そうこうしていても、日々は着実に流れるわけで、それなりの日常生活を送っていた。

ご飯なんて食べる気もしないけれど、ちゃんとスーパーに行って、食材を買い込んで、煮込んで、自分のためだけのスープを作る。

味なんて正直分からないけれど、生きてるよっていう証明のために写真を撮ってSNSにあげる。

私は、リアルでの昔からの知り合いや、一方的に知っている人達もフォローしている。
彼ら、彼女たちはこぞって素敵な写真や動画をアップロードしていた。

どこそこに行った!
これ食べた!楽しい!
幸せ♡という文章を添えて。

それを眺めながら、自分の幸せについて考えてみる。
こういう幸せもあったはずなのに、私には無いのはなんでだろう。
最後に恋愛したのいつだっけ。何となく付き合って、結婚っていうこともあったのだろうけれど、選ばなかったな。

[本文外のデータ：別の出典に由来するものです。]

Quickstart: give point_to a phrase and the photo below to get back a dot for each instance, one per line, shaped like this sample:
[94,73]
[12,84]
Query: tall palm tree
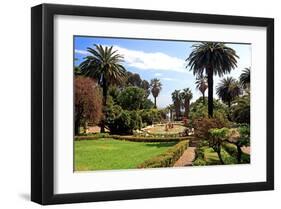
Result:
[213,58]
[186,96]
[228,89]
[171,108]
[155,86]
[104,65]
[202,85]
[177,102]
[245,78]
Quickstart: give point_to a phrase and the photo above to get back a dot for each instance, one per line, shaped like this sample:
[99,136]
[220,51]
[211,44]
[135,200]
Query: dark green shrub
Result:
[168,158]
[203,125]
[150,116]
[121,121]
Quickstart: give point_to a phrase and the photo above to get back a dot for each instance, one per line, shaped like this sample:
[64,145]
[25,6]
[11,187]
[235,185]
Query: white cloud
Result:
[152,60]
[158,74]
[148,60]
[168,79]
[82,52]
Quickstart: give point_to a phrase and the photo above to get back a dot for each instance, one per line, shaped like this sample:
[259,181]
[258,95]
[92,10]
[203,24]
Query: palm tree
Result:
[213,58]
[155,86]
[245,78]
[186,96]
[177,102]
[228,89]
[202,85]
[104,65]
[171,108]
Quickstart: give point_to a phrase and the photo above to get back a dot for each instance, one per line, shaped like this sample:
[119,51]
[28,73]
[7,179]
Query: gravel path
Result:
[187,157]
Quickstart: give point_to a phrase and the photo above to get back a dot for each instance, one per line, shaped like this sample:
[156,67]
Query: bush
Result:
[232,150]
[123,121]
[240,111]
[203,125]
[200,110]
[131,98]
[150,116]
[168,158]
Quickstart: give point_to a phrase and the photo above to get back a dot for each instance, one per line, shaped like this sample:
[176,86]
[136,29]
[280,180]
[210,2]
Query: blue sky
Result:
[160,59]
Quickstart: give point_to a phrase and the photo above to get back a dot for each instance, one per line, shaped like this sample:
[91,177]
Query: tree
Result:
[239,137]
[216,138]
[155,86]
[240,110]
[171,109]
[201,85]
[213,58]
[145,85]
[245,78]
[186,96]
[228,89]
[134,79]
[104,65]
[131,98]
[177,102]
[88,102]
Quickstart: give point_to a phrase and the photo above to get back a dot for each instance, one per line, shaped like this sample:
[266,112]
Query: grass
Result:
[105,154]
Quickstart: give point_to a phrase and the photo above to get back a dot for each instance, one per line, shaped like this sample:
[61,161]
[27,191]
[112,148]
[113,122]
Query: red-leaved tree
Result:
[88,102]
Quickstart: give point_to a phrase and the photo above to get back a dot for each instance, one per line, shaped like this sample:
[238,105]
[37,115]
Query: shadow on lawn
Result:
[161,144]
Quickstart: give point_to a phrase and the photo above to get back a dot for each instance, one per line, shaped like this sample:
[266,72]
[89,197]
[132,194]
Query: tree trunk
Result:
[219,154]
[210,74]
[104,101]
[203,97]
[239,154]
[76,127]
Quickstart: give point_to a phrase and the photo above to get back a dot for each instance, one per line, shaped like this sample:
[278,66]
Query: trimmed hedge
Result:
[231,149]
[134,138]
[168,158]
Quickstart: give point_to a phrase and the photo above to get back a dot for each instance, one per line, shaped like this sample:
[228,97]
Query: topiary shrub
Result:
[166,159]
[203,125]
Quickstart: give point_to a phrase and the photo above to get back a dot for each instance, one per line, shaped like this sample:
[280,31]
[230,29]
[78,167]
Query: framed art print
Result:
[130,104]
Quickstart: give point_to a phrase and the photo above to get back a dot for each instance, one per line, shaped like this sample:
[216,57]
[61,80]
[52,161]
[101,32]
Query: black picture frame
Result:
[42,103]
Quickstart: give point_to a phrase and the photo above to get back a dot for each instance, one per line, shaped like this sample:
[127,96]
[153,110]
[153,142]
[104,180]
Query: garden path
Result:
[187,157]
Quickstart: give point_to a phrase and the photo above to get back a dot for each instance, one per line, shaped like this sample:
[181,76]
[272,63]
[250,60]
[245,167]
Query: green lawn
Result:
[104,154]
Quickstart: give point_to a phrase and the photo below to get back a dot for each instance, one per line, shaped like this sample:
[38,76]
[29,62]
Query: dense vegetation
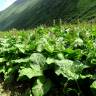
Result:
[52,61]
[30,13]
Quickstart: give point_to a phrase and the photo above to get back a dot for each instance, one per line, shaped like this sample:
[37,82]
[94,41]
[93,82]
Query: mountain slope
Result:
[30,13]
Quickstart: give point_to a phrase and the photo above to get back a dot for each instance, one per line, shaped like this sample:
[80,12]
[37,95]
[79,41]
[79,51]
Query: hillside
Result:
[30,13]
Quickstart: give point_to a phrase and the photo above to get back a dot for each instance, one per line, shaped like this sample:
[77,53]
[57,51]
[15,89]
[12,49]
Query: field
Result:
[49,61]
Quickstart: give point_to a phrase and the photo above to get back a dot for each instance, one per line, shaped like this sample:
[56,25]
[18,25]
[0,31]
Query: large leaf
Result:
[30,72]
[41,87]
[69,69]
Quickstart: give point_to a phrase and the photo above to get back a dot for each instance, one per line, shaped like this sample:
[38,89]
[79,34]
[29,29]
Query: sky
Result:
[5,3]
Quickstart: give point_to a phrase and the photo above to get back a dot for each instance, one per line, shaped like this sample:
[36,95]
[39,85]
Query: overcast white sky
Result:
[5,3]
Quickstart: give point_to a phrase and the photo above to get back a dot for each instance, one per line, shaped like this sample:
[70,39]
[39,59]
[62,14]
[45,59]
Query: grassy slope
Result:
[30,13]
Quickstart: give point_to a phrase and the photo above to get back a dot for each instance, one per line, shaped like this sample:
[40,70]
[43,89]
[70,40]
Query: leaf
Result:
[41,87]
[30,72]
[69,69]
[20,60]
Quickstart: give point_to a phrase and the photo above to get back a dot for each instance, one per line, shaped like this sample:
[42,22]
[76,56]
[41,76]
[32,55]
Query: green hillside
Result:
[30,13]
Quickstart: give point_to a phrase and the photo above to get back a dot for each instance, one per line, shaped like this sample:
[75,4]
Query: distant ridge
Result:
[31,13]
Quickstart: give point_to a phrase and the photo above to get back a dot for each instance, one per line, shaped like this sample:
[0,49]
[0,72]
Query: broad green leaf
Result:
[30,72]
[41,87]
[69,69]
[20,60]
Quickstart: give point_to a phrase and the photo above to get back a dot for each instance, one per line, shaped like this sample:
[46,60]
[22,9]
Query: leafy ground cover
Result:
[49,61]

ラブラブアピールと言ったら死語かもしれないけれど、夫婦仲やカップル仲の良さを見せつけてくる人って、そういうことをしないと保てない関係だったりもするのだよなぁ、と思ってみたり。

みんな楽しんでいていいなぁと思う半面、見えない世界もあることに気づいてしまってから、SNSも純粋に楽しめなくなってきた。

夢が見れなくなったのだ。

心の底からやりたいこと、楽しいこともあるはずなんだけど、情熱がどっかにいってしまった。

何かに夢中になりたいし、没頭もしたい。
強烈にこれなんだって主張したい。

でもそれってなんなんだろう。

本棚にふと目をやった。
そういえば最近本も読んでいないな。目に付いた本があった。

宮沢賢治だ。

本を開いて文字を追っていった。
なんだか夢中でかじりついて、読み進めてしまった。

あれ文字ってこんなに躍動感があって、リズムあるものだったっけな。

止まって見えた時計も時刻を進めていた。
気づけば、2時間経っていた。

次はなんだか、声に出して読みたくなった。

秋の昼下がりの陽気に包まれて、銀河鉄道の夜を読むというのはなんだかおかしかったのだけれども、なんとも言えない安心感に包まれた。

あんなに怖く感じた、夜が愛おしくなってきたのだ。

久しぶりに夕方を受け入れられる気がした。

いつもだったら、気づいたら夕方で何もしなかった、何も出来なかったと絶望を迎えていたのだ。

声に出して読んでみたら、次は誰かと話したくなった。
人と心が繋がった会話がしたくなった。

「あーお腹減った!」

思わず、声が出た。
部屋に1人なのに。
久しぶりに心の底からお腹が減ったと感じたのだ。そんな自分に驚きもしたし、生きてる実感がした。

「夜風に当たりに行ってくるか!」

久々に楽しく外出出来る気がした。